The answer to that question remains somewhat unclear, but the White House, through the U.S. Digital Service, has been working on a mapping tool using various health and environmental indicators to identify where to direct spending. A public comment period closed last week.

One piece of criticism from advocates has been about the tool’s lack of race indicators. Administration officials have said race factors could expose the entire initiative to legal vulnerabilities from conservatives (Greenwire, April 13).

“An updated version of the screening tool, along with an updated technical support document, will be released after the feedback from the public comment period, Tribal consultations, and meetings with Federal agencies has been reviewed,” said the White House today.

Among the White House Council on Environmental Quality’s biggest critics have been an outside group of advisers whom the president appointed to help the administration implement Justice40 and other environmental justice efforts.

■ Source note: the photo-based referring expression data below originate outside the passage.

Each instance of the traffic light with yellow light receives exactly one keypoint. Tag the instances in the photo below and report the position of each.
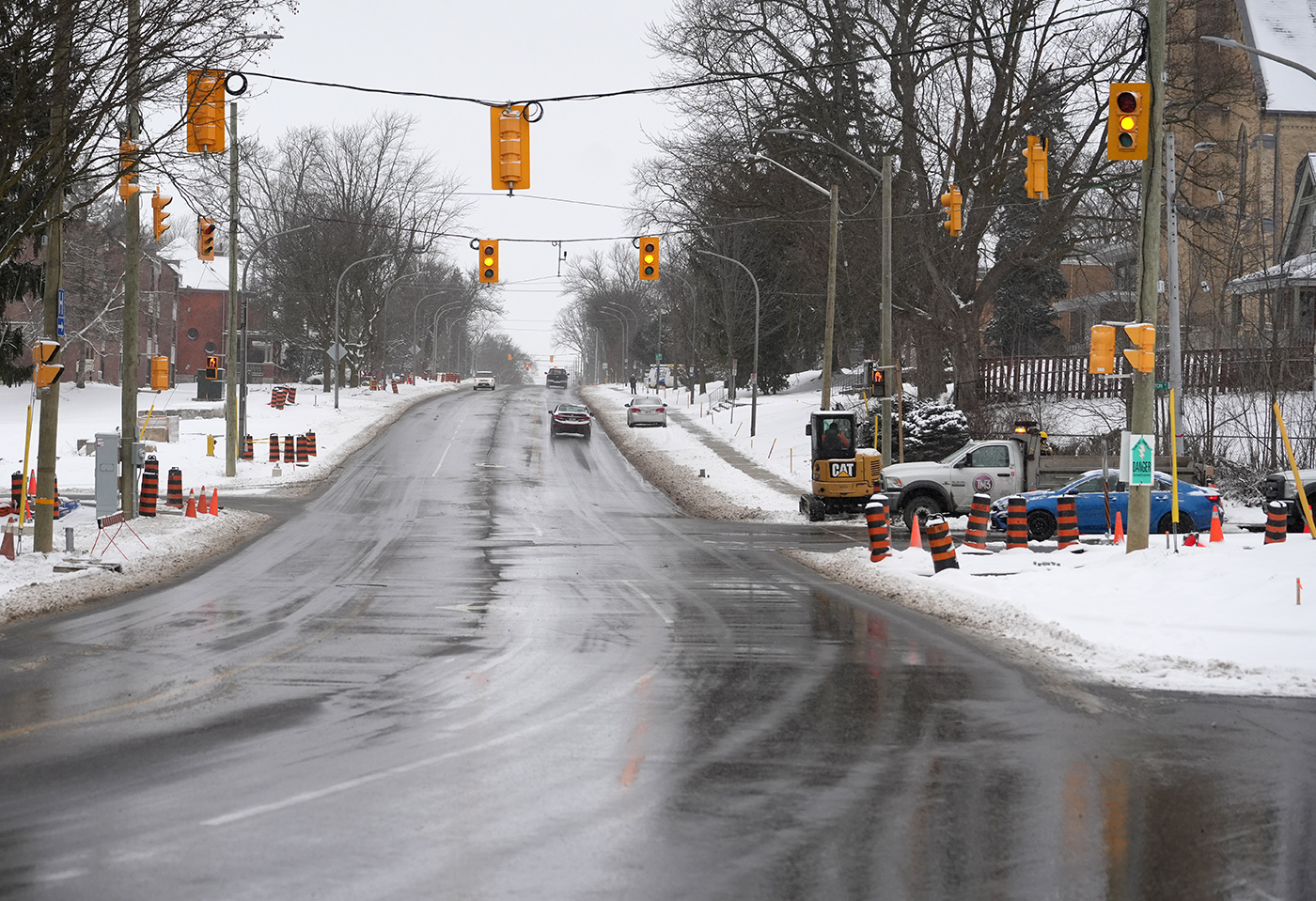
(158, 206)
(1035, 177)
(204, 239)
(127, 170)
(489, 260)
(1142, 354)
(950, 204)
(649, 259)
(45, 371)
(1128, 128)
(509, 140)
(1101, 355)
(206, 111)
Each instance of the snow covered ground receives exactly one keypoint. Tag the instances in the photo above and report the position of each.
(1221, 617)
(154, 549)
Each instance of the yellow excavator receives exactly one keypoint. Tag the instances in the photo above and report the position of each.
(845, 476)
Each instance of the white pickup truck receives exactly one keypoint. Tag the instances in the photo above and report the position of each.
(999, 469)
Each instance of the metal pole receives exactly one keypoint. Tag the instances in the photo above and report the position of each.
(337, 365)
(230, 355)
(887, 341)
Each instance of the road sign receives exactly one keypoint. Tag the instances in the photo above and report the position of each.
(1141, 459)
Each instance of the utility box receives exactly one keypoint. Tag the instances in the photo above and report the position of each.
(210, 388)
(107, 474)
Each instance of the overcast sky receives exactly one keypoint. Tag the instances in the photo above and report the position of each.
(515, 49)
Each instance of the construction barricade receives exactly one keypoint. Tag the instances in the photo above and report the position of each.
(1016, 522)
(1066, 521)
(941, 545)
(976, 536)
(879, 536)
(150, 489)
(1277, 522)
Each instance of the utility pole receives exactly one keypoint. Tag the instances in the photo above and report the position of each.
(132, 280)
(48, 429)
(230, 352)
(1142, 416)
(885, 362)
(831, 302)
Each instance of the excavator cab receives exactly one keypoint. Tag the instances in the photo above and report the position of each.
(845, 476)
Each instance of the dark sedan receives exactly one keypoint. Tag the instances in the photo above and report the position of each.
(1089, 492)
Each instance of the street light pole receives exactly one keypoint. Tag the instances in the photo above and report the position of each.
(753, 377)
(246, 266)
(337, 365)
(835, 199)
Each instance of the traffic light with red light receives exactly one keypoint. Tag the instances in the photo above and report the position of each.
(158, 206)
(1128, 128)
(1142, 354)
(127, 170)
(1035, 177)
(45, 371)
(1101, 355)
(204, 239)
(509, 140)
(489, 260)
(649, 259)
(950, 206)
(206, 111)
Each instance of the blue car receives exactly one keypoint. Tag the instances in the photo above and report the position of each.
(1089, 503)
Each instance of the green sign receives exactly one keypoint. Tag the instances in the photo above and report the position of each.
(1140, 460)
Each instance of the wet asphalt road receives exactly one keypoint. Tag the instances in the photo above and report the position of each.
(487, 664)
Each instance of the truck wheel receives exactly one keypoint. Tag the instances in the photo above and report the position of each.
(1186, 523)
(921, 506)
(1042, 525)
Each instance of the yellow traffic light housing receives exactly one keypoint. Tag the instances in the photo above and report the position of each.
(158, 213)
(45, 371)
(950, 206)
(127, 170)
(204, 239)
(649, 259)
(489, 260)
(206, 111)
(1101, 357)
(509, 141)
(1142, 355)
(1035, 177)
(1127, 128)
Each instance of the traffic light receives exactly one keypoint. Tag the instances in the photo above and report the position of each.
(1128, 124)
(1142, 355)
(1101, 355)
(45, 370)
(1035, 177)
(204, 239)
(489, 260)
(649, 259)
(509, 140)
(950, 203)
(127, 170)
(158, 206)
(206, 111)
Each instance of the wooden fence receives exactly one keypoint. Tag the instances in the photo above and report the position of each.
(1226, 370)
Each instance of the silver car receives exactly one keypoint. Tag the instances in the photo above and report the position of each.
(647, 410)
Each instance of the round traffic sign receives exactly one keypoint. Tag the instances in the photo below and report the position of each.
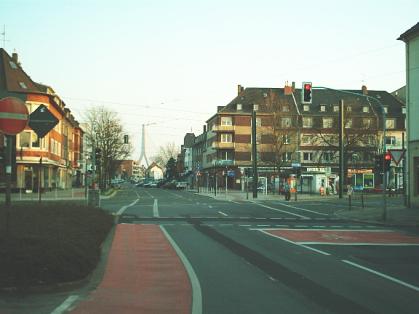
(13, 115)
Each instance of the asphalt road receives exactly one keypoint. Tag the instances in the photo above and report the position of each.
(272, 256)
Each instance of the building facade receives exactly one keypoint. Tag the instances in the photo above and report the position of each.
(296, 140)
(411, 39)
(53, 161)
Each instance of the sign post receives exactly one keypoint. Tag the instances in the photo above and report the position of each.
(13, 120)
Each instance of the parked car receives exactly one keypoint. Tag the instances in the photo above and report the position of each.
(181, 185)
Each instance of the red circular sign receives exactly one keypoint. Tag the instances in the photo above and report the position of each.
(13, 115)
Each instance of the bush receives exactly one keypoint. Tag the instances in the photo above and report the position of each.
(50, 243)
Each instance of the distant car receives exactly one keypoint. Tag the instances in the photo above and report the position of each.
(181, 185)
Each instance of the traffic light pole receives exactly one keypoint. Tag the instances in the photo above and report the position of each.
(254, 156)
(341, 149)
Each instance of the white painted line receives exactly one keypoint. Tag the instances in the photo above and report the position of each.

The White House Environmental Justice Advisory Council, known by its abbreviation, WHEJAC, last year issued 100 pages of recommendations, including some policy positions that conflicted with the Biden administration’s stated goals.

The president, for example, is supportive of carbon capture and sequestration to help address climate change. Advocates have argued that carbon capture operations are built in front-line communities and, more broadly, extend the country’s reliance on fossil fuels.

Today, the administration released its lengthy response to the recommendations, a task mandated under the Federal Advisory Committee Act. The document shows how agencies are “fundamentally” shifting their work to address environmental justice, officials said.

“We’ve taken these recommendations incredibly seriously over the past year, consulting them again and again as we develop the beta version of the Climate and Economic Justice Screening Tool,” an official said on the conference call.

The White House’s environmental justice work has also been affected by turnover. Earlier this month, CEQ announced a new senior director for environmental justice, Jalonne White-Newsome (Greenwire, May 5).

The official stressed that there is no “simple fix” to injustices that have spanned generations in the United States and are incredibly complicated. “The work that this report describes doesn’t lend itself to a short sound bite or a catchy headline.”